Another wave of performance-enhancing upgrades to the site and underlying technologies. Constant tuning seems to be the price we pay to use 150+ open source Drupal modules. Here is a combination of changes that make a big improvement:
- Added support for a slave database that automatically launches and terminates on weekdays during business hours. After some initial adjustments, this database took over about 50% of the database workload without experiencing any async-related errors.
- Implement APC cache for several key cache tables. Previous experience and research with memcached suggested that it would not provide the stability required. On EC2, it seems that memcached requires multiple instances to achieve production-grade reliability, and we do not currently run enough instances to make that work. Additionally, although it is less scalable volume-wise, APC is a faster local cache that does not require making the socket connection. The APC cache is also more aggressive than the traditional Drupal cache. The traditional Drupal cache clears itself for all sorts of reasons (that are often triggered by our cron jobs), and it never caches the "no entry in cache" result. By improving use-case-specific logic for clearing individual cache entries, and by maximizing the cache speed via APC, we saw a good boost in performance and drop in hits to the database.
- Implement APC cache for path calculations. Watch the database to see how many path-related queries are run on each request, especially if you are running global redirect.
- Reduce database queries through optimization of authorization functions. The organic groups access function is not really optimized. For instance, it triggers a user_load() to get a list of groups rather than just loading the groups. Depending on how many other modules hook into user_load, that can introduce significant additional queries. This change had a massive impact on speed, even for small single-node pages.
- Create a teaser cache table for use in views. Many of our views simply filter nodes and display the teasers. By caching the teasers across views, we dramatically improve the speed of those interfaces.

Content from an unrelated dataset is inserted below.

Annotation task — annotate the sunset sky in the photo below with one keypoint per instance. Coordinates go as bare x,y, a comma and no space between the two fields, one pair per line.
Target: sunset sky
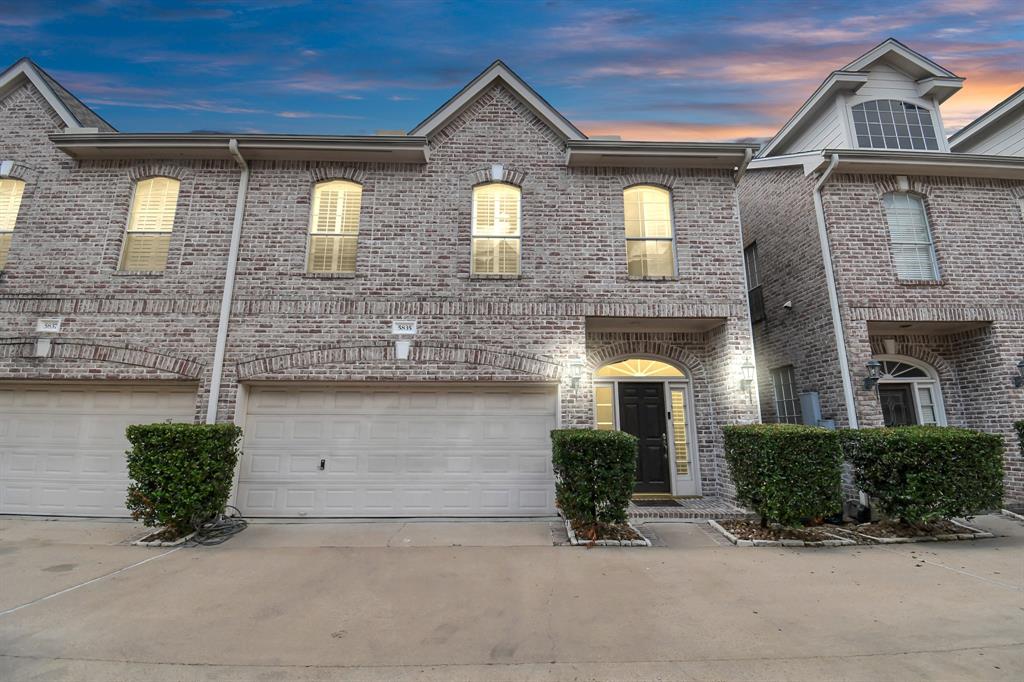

These changes yielded significant performance boosts. After all the changes were completed, the total database CPU usage was down 66%, which means the system was working about 1/3 as hard. Additionally, the slave's usage ratio increased such that it now takes more of the load than the master, which bodes well for scale-out during the peak spring months. Total site performance through these changes improved by at least 33%. While that does not match the CPU drop, it was still a great step forward.